Queima dos resíduos gerados pelas fezes, urina e penas de frango de todas as granjas brasileiras poderia gerar energia equivalente a de uma turbina de Itaipu. Descoberta pode agregar valor ao mercado de granjas.

A busca por fontes alternativas de energia e de destinação de resíduos no século XXI deu um importante passo nos laboratórios da Universidade de Brasília. O pesquisador Guilherme Neitzke descobriu que o gás gerado a partir da queima dos dejetos de frangos, em um processo chamado gaseificação, possui valor energético equivalente a 36,22% do óleo diesel. A gaseificação da produção aviária ainda gera adubo orgânico e agrega valor econômico aos resíduos que seriam descartados no meio ambiente.


A cama de frango é uma espécie de forro usada para proteger os pés dos frangos nas gaiolas das granjas. Composta por uma mistura de casca de arroz e gravetos, o material poroso ainda serve para absorver a urina e as fezes das aves, além das penas que se soltam dos animais. Geralmente trocado a cada 250 dias, o material que já foi usado como alimento para o gado não possui uma destinação hoje. “Pelos altos níveis de contaminação, o uso na agropecuária foi proibido”, afirma o pesquisador.    


Nas mãos do engenheiro Guilherme e do professor do Departamento de Engenharia Mecânica da UnB Carlos Gurgel, o que deveria ser um problema tornou-se solução. Durante o mestrado de Neitzke, defendido no início de 2010, a dupla testou o uso do gás gerado pela queima da cama de frango como uma fonte alternativa de energia.
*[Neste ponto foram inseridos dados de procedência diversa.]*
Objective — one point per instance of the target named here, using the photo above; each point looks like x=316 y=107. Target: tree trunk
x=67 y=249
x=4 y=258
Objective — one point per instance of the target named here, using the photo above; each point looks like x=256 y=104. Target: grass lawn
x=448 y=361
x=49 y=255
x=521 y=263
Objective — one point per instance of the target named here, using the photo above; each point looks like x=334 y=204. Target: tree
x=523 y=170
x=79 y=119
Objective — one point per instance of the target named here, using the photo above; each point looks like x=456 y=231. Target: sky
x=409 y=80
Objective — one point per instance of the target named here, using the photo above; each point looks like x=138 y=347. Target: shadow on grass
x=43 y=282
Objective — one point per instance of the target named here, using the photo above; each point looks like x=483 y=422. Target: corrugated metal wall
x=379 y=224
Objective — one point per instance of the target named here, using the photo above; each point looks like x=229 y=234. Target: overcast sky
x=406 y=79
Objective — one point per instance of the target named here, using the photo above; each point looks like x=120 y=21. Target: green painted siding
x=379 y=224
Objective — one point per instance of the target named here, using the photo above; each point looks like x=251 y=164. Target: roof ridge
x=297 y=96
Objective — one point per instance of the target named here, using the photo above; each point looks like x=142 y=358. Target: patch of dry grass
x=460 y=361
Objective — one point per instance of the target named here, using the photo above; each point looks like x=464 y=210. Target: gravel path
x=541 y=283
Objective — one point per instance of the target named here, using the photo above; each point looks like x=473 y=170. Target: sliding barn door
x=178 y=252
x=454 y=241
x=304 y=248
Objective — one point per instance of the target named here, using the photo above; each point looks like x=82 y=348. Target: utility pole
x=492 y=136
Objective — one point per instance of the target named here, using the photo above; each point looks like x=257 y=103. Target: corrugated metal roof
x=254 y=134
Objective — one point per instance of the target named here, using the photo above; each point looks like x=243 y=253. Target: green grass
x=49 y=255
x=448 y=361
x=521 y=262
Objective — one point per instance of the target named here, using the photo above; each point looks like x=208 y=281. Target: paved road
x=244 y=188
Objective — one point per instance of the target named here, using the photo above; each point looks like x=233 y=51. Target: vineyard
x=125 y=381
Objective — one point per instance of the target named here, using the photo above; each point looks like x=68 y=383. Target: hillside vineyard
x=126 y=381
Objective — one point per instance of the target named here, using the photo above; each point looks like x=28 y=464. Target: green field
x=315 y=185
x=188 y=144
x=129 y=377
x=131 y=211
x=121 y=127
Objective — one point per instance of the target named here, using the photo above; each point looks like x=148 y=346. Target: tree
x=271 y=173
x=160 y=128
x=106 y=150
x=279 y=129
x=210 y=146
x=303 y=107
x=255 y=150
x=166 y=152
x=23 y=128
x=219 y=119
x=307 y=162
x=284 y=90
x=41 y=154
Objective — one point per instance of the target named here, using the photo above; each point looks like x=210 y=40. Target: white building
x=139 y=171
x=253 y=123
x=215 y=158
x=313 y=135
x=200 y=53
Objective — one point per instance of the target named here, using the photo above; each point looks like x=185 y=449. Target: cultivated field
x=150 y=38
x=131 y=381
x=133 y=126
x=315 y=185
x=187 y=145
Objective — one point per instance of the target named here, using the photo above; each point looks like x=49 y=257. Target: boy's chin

E obteve resultados surpreendentes. “O poder energético do material chega à metade do da madeira, comparando a queima dos dois materiais”, revela o engenheiro paranaense.

Segundo maior produtor de carne de frango do mundo, o Brasil chega a gerar 10 milhões de toneladas de cama de frango por ano. Segundo Guilherme, a gaseificação desse total de dejetos poderia gerar até 700 megawatts de energia por hora, o equivalente a uma turbina da usina hidrelétrica de Itaipu. “Com um estudo econômico detalhado e o interesse e investimentos por parte do Estado e de produtores, a conversão dos dejetos em energia pode, sim, ser uma realidade no país”, defende o pesquisador da UnB.


EFICIÊNCIA –
 A gaseificação é um processo de conversão termoquímica. Em outras palavras, trata-se da submissão do material coletado a temperaturas que beiram os 1000 ºC para sua conversão em gás. “A cama de frango é prensada e colocada em um reator. Após a queima ocorre a purificação do biogás, o resfriamento e por último uma filtragem para retirar o alcatrão, que é prejudicial para o motor”, resume Guilherme. O pesquisador usou cerca de 300 quilos de cama de frango para testar o método.
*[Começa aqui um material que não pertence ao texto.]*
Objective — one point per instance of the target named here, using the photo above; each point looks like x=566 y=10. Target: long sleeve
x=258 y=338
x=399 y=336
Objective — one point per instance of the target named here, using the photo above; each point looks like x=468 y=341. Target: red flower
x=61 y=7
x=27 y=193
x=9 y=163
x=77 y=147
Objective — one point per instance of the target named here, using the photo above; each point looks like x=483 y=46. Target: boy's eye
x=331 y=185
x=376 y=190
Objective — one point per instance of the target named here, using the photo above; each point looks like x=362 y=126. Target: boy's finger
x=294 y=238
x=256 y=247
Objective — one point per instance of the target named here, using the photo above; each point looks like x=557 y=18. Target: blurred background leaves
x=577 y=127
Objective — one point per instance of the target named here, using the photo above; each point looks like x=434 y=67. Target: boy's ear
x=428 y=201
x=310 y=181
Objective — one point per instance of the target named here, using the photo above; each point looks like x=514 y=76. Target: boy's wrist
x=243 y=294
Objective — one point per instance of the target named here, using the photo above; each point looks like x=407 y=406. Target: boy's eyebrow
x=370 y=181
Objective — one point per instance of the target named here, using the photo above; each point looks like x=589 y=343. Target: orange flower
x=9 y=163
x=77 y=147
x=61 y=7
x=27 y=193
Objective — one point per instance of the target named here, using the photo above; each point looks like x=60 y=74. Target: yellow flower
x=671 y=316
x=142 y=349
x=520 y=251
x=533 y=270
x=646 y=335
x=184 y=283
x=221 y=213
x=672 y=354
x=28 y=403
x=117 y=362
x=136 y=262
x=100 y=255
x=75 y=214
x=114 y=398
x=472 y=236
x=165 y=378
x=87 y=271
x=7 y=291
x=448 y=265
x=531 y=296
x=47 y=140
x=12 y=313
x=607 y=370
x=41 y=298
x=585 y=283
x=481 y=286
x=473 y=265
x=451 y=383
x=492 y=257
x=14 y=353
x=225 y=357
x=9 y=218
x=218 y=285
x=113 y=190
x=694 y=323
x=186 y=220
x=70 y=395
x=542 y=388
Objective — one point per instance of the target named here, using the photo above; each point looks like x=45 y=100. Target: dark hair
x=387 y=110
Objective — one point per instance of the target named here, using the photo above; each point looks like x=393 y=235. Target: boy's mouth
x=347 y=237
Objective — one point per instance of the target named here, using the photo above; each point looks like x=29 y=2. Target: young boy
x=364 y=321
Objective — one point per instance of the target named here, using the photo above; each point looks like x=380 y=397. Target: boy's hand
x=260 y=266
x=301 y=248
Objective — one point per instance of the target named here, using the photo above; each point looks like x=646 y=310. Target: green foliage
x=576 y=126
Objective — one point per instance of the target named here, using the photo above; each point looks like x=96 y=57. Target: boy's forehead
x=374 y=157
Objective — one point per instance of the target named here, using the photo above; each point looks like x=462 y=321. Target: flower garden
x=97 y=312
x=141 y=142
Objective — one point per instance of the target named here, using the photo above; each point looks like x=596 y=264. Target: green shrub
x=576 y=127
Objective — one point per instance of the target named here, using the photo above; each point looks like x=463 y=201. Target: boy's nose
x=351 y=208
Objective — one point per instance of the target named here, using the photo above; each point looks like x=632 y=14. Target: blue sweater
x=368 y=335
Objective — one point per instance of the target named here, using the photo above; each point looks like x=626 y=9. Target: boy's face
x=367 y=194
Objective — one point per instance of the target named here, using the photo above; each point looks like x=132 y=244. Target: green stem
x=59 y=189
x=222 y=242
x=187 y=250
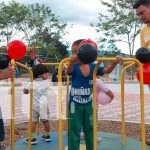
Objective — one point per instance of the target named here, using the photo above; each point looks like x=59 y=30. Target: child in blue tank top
x=80 y=112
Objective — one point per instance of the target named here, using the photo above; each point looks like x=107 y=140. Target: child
x=101 y=89
x=80 y=112
x=40 y=107
x=4 y=74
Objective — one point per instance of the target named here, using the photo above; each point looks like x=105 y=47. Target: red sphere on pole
x=16 y=49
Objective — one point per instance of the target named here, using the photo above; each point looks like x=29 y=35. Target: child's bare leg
x=34 y=127
x=46 y=125
x=46 y=136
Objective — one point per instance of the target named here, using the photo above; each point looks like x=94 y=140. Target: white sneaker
x=81 y=136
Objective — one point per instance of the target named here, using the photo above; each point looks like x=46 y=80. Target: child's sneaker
x=46 y=138
x=33 y=141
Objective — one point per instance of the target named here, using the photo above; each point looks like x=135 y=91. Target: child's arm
x=26 y=88
x=25 y=91
x=111 y=67
x=101 y=86
x=110 y=94
x=70 y=65
x=10 y=72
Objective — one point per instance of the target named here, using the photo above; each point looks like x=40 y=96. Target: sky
x=79 y=14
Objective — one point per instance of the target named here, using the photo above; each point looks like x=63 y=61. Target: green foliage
x=119 y=24
x=37 y=25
Os benefícios da gaseificação não param por aí. Análises químicas realizadas por pesquisadores colaboradores apontaram que as cinzas geradas após a queima são ricas em substâncias como Fósforo e Potássio e podem ser usadas como adubo orgânico. “A exposição a altas temperaturas elimina qualquer possibilidade de contaminação do material e permite uma destinação ambientalmente mais correta à cama de frango, que não pode ser descartada in natura”, explica o orientador do estudo, Carlos Gurgel. 
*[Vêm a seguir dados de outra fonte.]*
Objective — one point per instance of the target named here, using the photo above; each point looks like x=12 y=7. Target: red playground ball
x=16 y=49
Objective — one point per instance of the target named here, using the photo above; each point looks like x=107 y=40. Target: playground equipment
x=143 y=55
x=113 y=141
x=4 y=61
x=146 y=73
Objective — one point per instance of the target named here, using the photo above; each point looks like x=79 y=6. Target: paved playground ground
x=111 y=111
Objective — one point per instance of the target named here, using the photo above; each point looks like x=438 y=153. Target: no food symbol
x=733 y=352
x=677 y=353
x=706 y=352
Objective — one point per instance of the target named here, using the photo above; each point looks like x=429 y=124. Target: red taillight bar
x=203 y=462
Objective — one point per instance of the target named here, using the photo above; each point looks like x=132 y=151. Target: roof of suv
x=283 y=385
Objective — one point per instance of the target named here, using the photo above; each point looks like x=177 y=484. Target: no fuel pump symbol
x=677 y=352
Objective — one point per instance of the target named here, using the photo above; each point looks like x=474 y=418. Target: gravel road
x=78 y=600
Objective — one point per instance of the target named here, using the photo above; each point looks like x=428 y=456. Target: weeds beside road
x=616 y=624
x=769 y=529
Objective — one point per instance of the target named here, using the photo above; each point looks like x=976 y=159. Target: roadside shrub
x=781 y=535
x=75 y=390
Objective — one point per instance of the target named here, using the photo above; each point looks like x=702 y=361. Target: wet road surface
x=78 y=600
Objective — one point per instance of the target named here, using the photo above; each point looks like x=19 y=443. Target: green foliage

O professor destaca ainda o ineditismo do estudo no país. “Fizemos uma extensa pesquisa bibliográfica e não encontramos nada semelhante no Brasil”, conta Gurgel. Citada em importantes congressos internacionais de combustão, a pesquisa que contou com a colaboração de vários professores da UnB representa uma nova ferramenta na luta por um modelo de desenvolvimento mais sustentável e socialmente mais justo. “A ciência tem um papel crucial na busca por esse novo caminho”, acredita Guilherme.